In some embodiments, each respective genomic region in the plurality of different genomic regions corresponds to a respective gene in a plurality of genes. In some embodiments, each respective genomic region in the plurality of different genomic regions corresponds to a respective coding sequence for one or more genes.
In some embodiments, each respective genomic region in the plurality of different genomic regions corresponds to all or a portion of a gene and/or a coding sequence. In some embodiments, each respective genomic region in the plurality of different genomic regions corresponds to one or more genes and/or coding sequences.
In some embodiments, each respective genomic region in the plurality of different genomic regions is a position in a reference sequence (e.g., a locus) spanning one or more nucleotides to which an RNA transcript can be mapped. In some such embodiments, each respective nucleic acid in the plurality of nucleic acids comprises a nucleic acid sequence for an RNA transcript that maps to all or a portion of a respective genomic region in the plurality of different genomic regions. In some embodiments, the reference sequence is a genome for the subject. In some embodiments, the reference sequence is a mammalian genome (e.g., a human genome or a mouse genome).
In some embodiments, each respective nucleic acid in the plurality of nucleic acids represents an analyte from the sample of the subject. In some embodiments, each respective nucleic acid in the plurality of nucleic acids represents an RNA transcript.
In some embodiments, the plurality of different genomic regions comprises a plurality of different chromosomes across five or more different chromosomes. In some embodiments, the plurality of different chromosomes includes at least 3, at least 5, at least 8, at least 10, at least 15, at least 20, or at least 30 different chromosomes. In some embodiments, the plurality of different chromosomes comprises no more than 50, no more than 30, no more than 20, no more than 10, or no more than 5 different chromosomes. In some embodiments, the plurality of different chromosomes comprises from 3 to 10, from 5 to 20, from 10 to 30, or from 5 to 40 different chromosomes. In some embodiments, the plurality of different chromosomes falls within another range starting no lower than 3 different chromosomes and ending no higher than 50 different chromosomes.

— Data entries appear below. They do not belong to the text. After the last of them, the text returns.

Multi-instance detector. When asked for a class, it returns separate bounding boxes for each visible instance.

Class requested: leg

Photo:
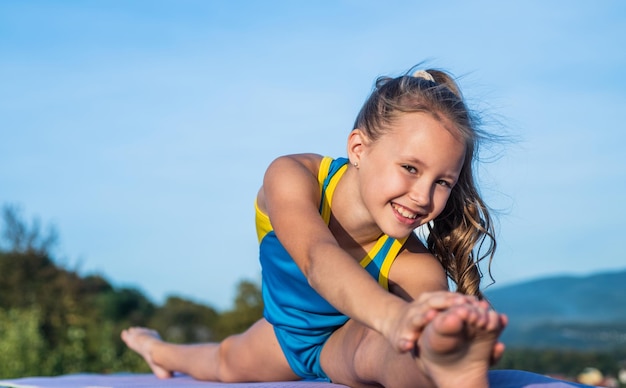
[122,319,299,382]
[321,305,505,387]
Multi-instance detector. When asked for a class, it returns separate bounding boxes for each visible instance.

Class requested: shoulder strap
[317,157,348,224]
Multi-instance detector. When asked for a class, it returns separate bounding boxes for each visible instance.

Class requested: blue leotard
[256,157,406,381]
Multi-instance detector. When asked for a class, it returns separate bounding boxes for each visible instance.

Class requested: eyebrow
[398,155,463,183]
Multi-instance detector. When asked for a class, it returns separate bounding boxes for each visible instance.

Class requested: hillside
[486,270,626,349]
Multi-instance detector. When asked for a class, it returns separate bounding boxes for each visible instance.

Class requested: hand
[382,291,478,352]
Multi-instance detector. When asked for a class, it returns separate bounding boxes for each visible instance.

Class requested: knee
[217,336,245,383]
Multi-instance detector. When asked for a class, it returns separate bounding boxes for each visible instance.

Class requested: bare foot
[122,327,172,379]
[419,305,506,388]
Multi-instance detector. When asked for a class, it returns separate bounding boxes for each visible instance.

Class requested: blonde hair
[354,69,496,298]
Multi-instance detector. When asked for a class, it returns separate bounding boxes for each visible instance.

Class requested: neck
[329,166,382,247]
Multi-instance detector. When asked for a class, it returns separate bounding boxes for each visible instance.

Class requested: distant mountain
[485,270,626,349]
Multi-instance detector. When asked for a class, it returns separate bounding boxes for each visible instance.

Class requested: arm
[259,155,468,350]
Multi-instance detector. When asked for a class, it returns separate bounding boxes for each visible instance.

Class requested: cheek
[434,190,450,216]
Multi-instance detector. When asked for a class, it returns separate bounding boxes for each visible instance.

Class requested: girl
[122,70,506,387]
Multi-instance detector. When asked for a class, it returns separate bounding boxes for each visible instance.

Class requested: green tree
[215,280,263,339]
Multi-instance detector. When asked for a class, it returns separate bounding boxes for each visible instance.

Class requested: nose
[409,179,433,209]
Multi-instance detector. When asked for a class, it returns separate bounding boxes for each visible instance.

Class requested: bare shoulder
[257,154,322,213]
[389,234,448,300]
[267,154,322,176]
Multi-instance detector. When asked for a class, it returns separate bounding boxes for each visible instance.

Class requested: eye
[402,164,417,174]
[437,179,452,189]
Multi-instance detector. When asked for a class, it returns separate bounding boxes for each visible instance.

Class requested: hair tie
[413,70,436,83]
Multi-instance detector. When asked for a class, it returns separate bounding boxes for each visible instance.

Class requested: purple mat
[0,370,588,388]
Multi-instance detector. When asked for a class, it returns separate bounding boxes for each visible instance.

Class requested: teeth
[393,204,417,219]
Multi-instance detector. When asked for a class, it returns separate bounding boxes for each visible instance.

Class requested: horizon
[0,0,626,308]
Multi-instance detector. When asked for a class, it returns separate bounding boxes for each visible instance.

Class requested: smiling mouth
[391,203,418,220]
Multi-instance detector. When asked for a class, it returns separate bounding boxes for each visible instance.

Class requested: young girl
[122,70,506,387]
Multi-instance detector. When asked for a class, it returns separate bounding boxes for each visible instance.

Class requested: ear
[348,128,367,165]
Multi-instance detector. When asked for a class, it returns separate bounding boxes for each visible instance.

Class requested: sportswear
[255,157,406,381]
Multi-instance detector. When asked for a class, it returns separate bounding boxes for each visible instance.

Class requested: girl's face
[349,113,465,238]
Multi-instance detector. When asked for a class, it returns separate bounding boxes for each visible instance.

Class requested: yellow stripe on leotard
[254,199,274,244]
[378,237,408,290]
[317,156,348,225]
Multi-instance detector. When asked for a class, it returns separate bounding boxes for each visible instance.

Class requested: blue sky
[0,0,626,308]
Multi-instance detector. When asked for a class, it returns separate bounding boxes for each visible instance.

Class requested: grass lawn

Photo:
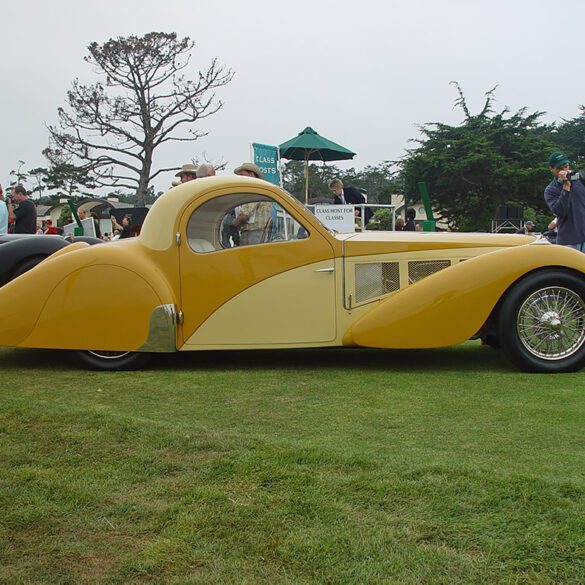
[0,342,585,584]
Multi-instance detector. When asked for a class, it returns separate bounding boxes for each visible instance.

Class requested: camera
[567,170,585,181]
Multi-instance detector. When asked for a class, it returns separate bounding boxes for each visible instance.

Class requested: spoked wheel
[76,350,150,372]
[499,270,585,373]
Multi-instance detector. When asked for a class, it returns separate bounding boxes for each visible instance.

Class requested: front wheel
[499,270,585,373]
[75,350,150,372]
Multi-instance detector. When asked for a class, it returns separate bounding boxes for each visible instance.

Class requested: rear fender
[343,244,585,349]
[0,236,69,286]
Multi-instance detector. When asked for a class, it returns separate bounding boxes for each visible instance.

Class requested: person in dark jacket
[329,179,373,224]
[544,151,585,252]
[404,207,416,232]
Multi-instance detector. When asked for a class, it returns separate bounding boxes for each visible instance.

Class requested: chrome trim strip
[136,304,177,353]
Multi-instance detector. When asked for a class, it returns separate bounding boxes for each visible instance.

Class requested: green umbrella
[279,126,355,203]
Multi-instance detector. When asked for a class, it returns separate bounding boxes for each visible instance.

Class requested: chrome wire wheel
[75,349,150,372]
[516,286,585,361]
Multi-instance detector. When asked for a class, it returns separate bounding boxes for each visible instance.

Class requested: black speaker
[495,205,524,221]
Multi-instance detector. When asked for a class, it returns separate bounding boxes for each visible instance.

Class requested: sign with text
[313,205,355,234]
[252,142,280,185]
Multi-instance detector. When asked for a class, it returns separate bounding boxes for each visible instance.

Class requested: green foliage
[402,88,556,230]
[553,106,585,169]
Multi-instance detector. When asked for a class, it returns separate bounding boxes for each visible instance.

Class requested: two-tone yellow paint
[0,177,585,351]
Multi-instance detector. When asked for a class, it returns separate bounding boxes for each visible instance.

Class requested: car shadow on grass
[0,342,516,372]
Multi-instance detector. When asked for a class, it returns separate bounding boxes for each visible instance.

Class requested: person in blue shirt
[544,151,585,252]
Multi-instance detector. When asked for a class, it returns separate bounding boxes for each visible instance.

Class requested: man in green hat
[544,151,585,252]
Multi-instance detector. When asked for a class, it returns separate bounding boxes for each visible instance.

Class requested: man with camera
[0,185,8,236]
[544,151,585,252]
[6,185,37,234]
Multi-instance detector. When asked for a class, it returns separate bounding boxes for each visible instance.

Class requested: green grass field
[0,342,585,584]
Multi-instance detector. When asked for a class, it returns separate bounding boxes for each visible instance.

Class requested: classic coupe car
[0,176,585,372]
[0,234,103,286]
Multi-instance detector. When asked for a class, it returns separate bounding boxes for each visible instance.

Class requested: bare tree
[49,32,233,205]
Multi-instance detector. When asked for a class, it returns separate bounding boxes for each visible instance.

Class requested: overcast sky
[0,0,585,196]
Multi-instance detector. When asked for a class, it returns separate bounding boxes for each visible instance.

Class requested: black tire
[498,269,585,373]
[75,350,150,372]
[8,256,47,282]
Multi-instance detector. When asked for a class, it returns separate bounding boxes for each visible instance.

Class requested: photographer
[544,152,585,252]
[0,185,8,236]
[110,215,132,239]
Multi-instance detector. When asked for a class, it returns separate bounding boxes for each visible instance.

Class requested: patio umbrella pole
[305,150,309,205]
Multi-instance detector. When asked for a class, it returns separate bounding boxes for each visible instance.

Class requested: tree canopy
[402,84,557,229]
[49,32,233,204]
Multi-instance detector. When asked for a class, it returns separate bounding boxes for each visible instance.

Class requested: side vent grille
[408,260,451,284]
[355,262,400,303]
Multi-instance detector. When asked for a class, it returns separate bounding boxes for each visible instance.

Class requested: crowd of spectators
[0,152,585,252]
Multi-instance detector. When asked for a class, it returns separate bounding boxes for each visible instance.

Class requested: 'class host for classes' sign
[313,205,355,234]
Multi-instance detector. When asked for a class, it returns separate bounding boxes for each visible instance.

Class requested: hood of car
[336,231,535,256]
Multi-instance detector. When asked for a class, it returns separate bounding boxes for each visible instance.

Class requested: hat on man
[548,150,571,169]
[175,163,197,177]
[234,163,264,179]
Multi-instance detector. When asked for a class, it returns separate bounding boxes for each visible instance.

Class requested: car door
[179,192,336,349]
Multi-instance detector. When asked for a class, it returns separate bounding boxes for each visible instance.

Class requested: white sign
[313,205,355,234]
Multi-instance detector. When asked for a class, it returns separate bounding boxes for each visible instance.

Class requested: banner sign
[252,142,280,185]
[313,205,355,234]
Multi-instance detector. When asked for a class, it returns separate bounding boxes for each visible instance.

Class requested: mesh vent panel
[408,260,451,284]
[355,262,400,303]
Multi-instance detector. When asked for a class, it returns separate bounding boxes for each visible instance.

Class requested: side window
[187,194,309,253]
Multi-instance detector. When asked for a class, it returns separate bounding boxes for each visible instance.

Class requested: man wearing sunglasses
[544,151,585,252]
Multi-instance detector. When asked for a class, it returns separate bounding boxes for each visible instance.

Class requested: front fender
[0,244,177,351]
[343,244,585,349]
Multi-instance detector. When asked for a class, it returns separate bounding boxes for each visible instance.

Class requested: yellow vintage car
[0,176,585,372]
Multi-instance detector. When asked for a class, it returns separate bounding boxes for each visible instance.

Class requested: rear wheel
[498,270,585,373]
[75,350,150,372]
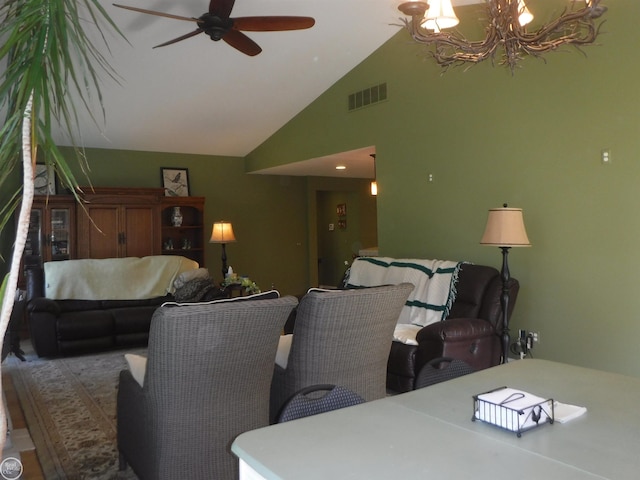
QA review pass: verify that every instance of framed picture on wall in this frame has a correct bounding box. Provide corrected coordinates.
[33,163,56,195]
[160,167,189,197]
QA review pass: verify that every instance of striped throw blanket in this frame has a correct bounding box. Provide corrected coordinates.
[346,257,462,327]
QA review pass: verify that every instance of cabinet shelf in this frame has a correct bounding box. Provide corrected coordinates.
[161,197,205,267]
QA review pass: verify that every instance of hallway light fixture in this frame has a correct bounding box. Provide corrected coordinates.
[209,220,236,280]
[480,203,531,363]
[398,0,607,74]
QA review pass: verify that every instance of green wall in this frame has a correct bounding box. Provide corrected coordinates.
[246,0,640,376]
[59,149,310,294]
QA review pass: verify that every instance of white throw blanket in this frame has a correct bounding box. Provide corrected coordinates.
[347,257,461,330]
[44,255,198,300]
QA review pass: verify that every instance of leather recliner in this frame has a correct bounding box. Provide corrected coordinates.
[387,263,520,392]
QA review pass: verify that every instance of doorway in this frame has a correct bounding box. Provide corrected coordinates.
[316,186,378,288]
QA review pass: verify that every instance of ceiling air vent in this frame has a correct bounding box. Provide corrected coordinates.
[349,82,387,111]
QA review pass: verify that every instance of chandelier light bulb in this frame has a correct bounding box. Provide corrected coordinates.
[518,0,533,27]
[422,0,460,33]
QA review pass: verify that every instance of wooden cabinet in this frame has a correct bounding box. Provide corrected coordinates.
[21,195,76,274]
[160,197,205,267]
[78,188,164,258]
[21,187,206,272]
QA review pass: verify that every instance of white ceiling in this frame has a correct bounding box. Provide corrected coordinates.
[65,0,478,178]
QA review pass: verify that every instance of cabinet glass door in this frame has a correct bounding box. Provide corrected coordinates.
[24,209,43,265]
[48,208,71,260]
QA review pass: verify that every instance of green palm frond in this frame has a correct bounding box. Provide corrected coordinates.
[0,0,122,222]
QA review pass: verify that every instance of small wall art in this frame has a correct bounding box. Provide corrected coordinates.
[160,167,189,197]
[33,163,56,195]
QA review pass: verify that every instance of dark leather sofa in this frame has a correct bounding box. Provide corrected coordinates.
[26,268,173,357]
[387,263,520,392]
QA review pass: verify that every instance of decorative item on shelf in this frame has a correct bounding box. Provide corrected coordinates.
[222,267,261,294]
[209,220,236,278]
[480,203,531,363]
[171,207,182,227]
[398,0,607,74]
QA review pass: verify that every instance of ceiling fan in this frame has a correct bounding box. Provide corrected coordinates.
[113,0,315,57]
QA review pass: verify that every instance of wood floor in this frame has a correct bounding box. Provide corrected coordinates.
[2,375,44,480]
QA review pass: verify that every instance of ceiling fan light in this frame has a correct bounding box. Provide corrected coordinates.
[422,0,460,33]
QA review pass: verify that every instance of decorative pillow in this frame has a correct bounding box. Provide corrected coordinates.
[393,323,422,345]
[173,268,210,288]
[161,290,280,307]
[124,353,147,387]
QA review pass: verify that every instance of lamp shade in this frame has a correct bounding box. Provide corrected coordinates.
[209,221,236,243]
[480,206,531,247]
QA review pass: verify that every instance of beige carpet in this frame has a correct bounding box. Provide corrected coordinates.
[2,345,145,480]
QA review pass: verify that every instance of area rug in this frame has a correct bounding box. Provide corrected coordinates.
[2,349,145,480]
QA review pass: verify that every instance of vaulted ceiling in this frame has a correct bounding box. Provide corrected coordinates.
[66,0,477,176]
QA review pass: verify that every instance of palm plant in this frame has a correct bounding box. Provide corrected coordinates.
[0,0,120,449]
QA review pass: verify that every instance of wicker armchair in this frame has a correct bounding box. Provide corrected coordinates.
[117,297,297,480]
[271,283,413,422]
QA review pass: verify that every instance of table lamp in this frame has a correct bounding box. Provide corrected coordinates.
[480,203,531,363]
[209,220,236,280]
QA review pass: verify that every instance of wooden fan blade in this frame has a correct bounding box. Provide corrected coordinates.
[222,29,262,57]
[113,3,198,22]
[153,28,204,48]
[209,0,236,18]
[233,16,316,32]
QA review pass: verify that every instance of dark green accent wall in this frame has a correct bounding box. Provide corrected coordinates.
[58,149,310,294]
[246,0,640,376]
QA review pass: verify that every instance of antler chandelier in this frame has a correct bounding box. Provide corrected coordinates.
[398,0,607,73]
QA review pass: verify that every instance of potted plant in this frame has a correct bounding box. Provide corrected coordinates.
[0,0,122,448]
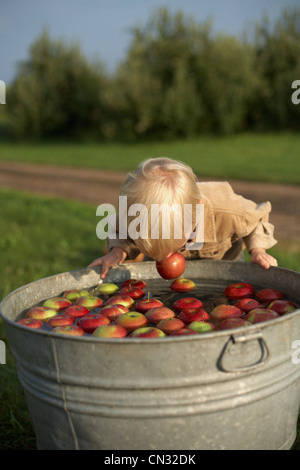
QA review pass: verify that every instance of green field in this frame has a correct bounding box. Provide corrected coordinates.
[0,133,300,184]
[0,134,300,450]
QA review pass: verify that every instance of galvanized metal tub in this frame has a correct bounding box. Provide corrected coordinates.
[1,261,300,450]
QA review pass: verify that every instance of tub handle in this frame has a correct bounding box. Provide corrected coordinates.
[218,332,270,372]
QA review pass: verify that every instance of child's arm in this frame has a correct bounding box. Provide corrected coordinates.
[250,248,278,269]
[88,246,127,279]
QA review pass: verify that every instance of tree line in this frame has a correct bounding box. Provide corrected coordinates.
[0,8,300,140]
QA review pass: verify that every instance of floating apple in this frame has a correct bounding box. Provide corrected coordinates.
[173,297,203,312]
[121,279,147,289]
[169,328,198,336]
[63,289,89,301]
[145,306,175,324]
[235,297,261,313]
[106,295,134,308]
[64,305,90,318]
[188,321,216,333]
[43,297,72,310]
[100,304,129,321]
[26,306,57,321]
[78,313,110,334]
[92,325,128,338]
[120,285,145,300]
[17,318,43,329]
[210,304,244,321]
[129,326,166,338]
[48,313,75,328]
[134,298,163,313]
[244,308,280,323]
[156,253,186,279]
[256,288,284,302]
[267,299,297,315]
[178,307,209,325]
[218,318,252,330]
[156,317,185,335]
[75,294,104,309]
[170,277,196,292]
[52,325,85,336]
[116,311,148,332]
[96,282,119,295]
[223,282,255,300]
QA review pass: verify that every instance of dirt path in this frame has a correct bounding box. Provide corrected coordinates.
[0,161,300,242]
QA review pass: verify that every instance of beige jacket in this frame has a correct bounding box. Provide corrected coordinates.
[108,182,277,260]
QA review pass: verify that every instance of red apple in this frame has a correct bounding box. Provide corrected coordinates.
[92,325,128,338]
[256,288,284,302]
[156,317,185,335]
[170,277,196,292]
[134,298,163,313]
[116,311,148,332]
[145,306,175,324]
[188,321,216,333]
[156,253,186,279]
[173,297,203,312]
[17,318,43,328]
[64,305,90,318]
[63,289,89,301]
[267,300,297,315]
[120,285,145,300]
[52,325,85,336]
[244,308,280,323]
[26,306,57,321]
[48,313,75,328]
[210,304,244,321]
[129,326,166,338]
[78,313,110,334]
[100,304,129,321]
[105,295,134,308]
[218,318,251,330]
[121,279,147,289]
[169,328,198,336]
[235,297,261,312]
[43,297,72,310]
[75,294,104,310]
[223,282,255,300]
[178,308,209,325]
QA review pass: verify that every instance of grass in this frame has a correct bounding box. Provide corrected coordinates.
[0,188,103,450]
[0,133,300,184]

In some embodiments, each respective nucleic acid in the plurality of nucleic acids represents a different genomic region in the plurality of different genomic regions. In some embodiments, each respective nucleic acid in the plurality of nucleic acids represents all or a subset of a respective genomic region in the plurality of different genomic regions. In some embodiments, each respective nucleic acid in the plurality of nucleic acids represents a set of genomic regions in the plurality of different genomic regions.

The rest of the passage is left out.